What To Ask Your Dog Walker
- Do they have training? A trained and professional dog walker learns proper handling techniques, as well as how to identify and analyze subtle behavioral cues and concerns. Along with this, a well-trained pet care provider will hold a current first aid certificate, and likely have (or be willing to have) a canine first aid kit accessible when walking dogs.
- Do they have experience? Quickly and accurately identifying exhaustion and heatstroke in dogs, having confidence in the ability to break up a fight or knowing how to react to unknown and sudden issues are skills that come with experience — and it’s crucial to know that your potential dog walker has them.
- Do they walk more than one dog at a time? Group walks can be stressful for some dogs and challenging for others. If group walks are the standard, it’s important that you and your dog walker are on the same page in terms of introduction, training and correction methods.
- What are their cancellation policies? Life happens, and knowing how your dog walker deals with cancellations and last-minute bookings will make things a lot easier when it does.
- Do they have someone who can cover for them? Just as important as knowing the cancellation policy that applies to you is knowing the policy that your dog walker has implemented for him or herself. It’s not essential, but knowing that your dog walker is reliable beyond even their own efforts and has someone to cover for them in case of emergency is extremely valuable.
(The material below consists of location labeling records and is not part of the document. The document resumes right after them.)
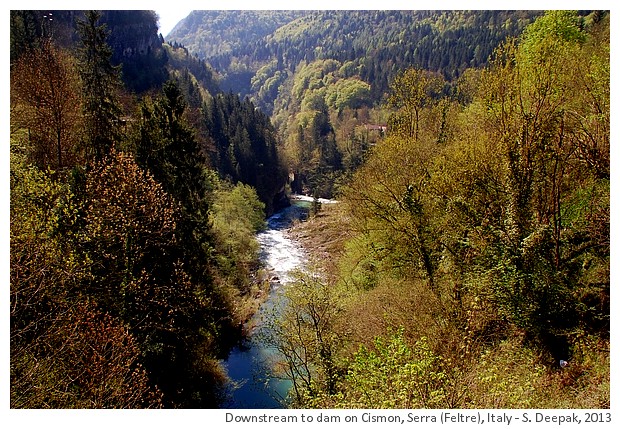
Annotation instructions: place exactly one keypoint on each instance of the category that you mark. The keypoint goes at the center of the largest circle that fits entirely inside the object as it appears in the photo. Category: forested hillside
(468, 263)
(465, 265)
(135, 198)
(323, 75)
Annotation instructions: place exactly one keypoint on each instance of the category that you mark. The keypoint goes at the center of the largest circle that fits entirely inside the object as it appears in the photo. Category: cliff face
(137, 46)
(133, 32)
(133, 37)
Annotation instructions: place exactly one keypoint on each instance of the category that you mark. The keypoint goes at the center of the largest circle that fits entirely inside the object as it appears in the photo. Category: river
(247, 363)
Making Sure Your Dog Is As Comfortable With Their Walker As You Are
Dogs know who they do and don’t like. This is normally for a good reason, and it’s important to trust them. That being said, no matter how amazing your new dog walker may be, separation anxiety and other adjustment issues may affect your pet.
In the first couple weeks of their new routine, it’s important to look for signs in your dog that may indicate distress such as pacing or circling when they notice you getting ready to leave, incessant licking or biting at their body and fur and having “accidents” around the house even though they’ve already been successfully house-trained.
Your dog may be exceptionally friendly and blinded by the excitement of a new face before they can make a proper judgment call, so even if their behavior changes months into the game — don’t ignore it!
Treating The Best Dog Walker Like, Well, The Best
Your dog has likely accepted you not giving them your full attention every day as you work, but the time has come to return to our brick-and-mortar work buildings, and your fur baby is in for some even greater adjustments that they may not accept quite as willingly.
Luckily, as we’ve learned, there are ways to help your dog with the transition, and dog walkers to help you with yours.
Once you’ve undergone the process and found yourself a good dog walker, it’s important to treat them right.
Thank your dog walker often, respect their schedule as much as possible, give them good reviews on every platform you can. Wish them well and try to give them time off (or more time, if you know they want all the money they can get) when holidays roll around and celebrate their passion with a simple and thoughtful gift like a corgi mask to keep them safe and stylish out there or a pair of mittens to keep their leash gripping hands as comfortable and functional as their service keeps you.